On appeal in the 7th Circuit Court of Appeals before judges Wood, Godbold and Coffey the judges “applied the balancing theory, which takes into consideration the public's right to know what is in the records vs. an individual's right to privacy” and they “ruled… the privacy of records of a police officer who sought therapeutic help after a traumatic incident outweighed the need for the public to know the contents of the record to determine her state of mind at the time of the shooting.” (Beyer)
Attorneys for Jaffee appealed this decision to the U.S. Supreme Court. It was at this point Beyer became really frightened. Despite the very real possibility of facing criminal charges and incarceration for her refusal to break confidentiality she faced earlier--something she was prepared for--now her steadfastness held even greater risk: Should the Supreme Court overturn the appellate decision, psychotherapist/client confidentiality and privilege could be dealt a significant blow across the nation.
Five years after the shooting and the beginning of Mary Lu Redmond’s therapy that spawned the case, the Supreme Court affirmed and upheld the psychotherapist/client privilege, stating:
“Significant private interests support recognition of a psychotherapist privilege. Effective psychotherapy depends upon an atmosphere of confidence and trust and therefore the mere possibility of disclosure may impede development of the relationship necessary for successful treatment. The privilege also serves the public interest, since the mental health of the Nation's citizenry, no less than its physical health, is a public good of transcendent importance.” (from the decision of the Supreme Court of the United States, Jaffee v. Redmond, 95-266)
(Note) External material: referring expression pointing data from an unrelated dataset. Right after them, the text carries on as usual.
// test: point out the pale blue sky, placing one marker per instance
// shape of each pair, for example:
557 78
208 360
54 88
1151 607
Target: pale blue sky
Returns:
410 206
As we write about therapist/client confidentiality, employee assistance programs, and how they apply to you as police officers, we thought it imperative to cite this case. Jaffee v. Redmond was a landmark case on multiple for both psychotherapists and law enforcement.
As our friend, fellow writer, and law enforcement trainer (and Mike’s former boss) Sgt. Betsy Brantner-Smith (Ret.) remembers, “We all watched that case closely… it was huge.” Mike had just begun the police academy when the USSC decision was handed down and it was heralded as a triumph for cops and for your ability to get help when needed.
You can now know, should you ever decide to seek help from a licensed clinical social worker or any other mental health provider of psychotherapy, that this Supreme Court ruling has guaranteed the protection of your confidentiality at the federal level.
All because of two heroes who refused to back down from doing what was right.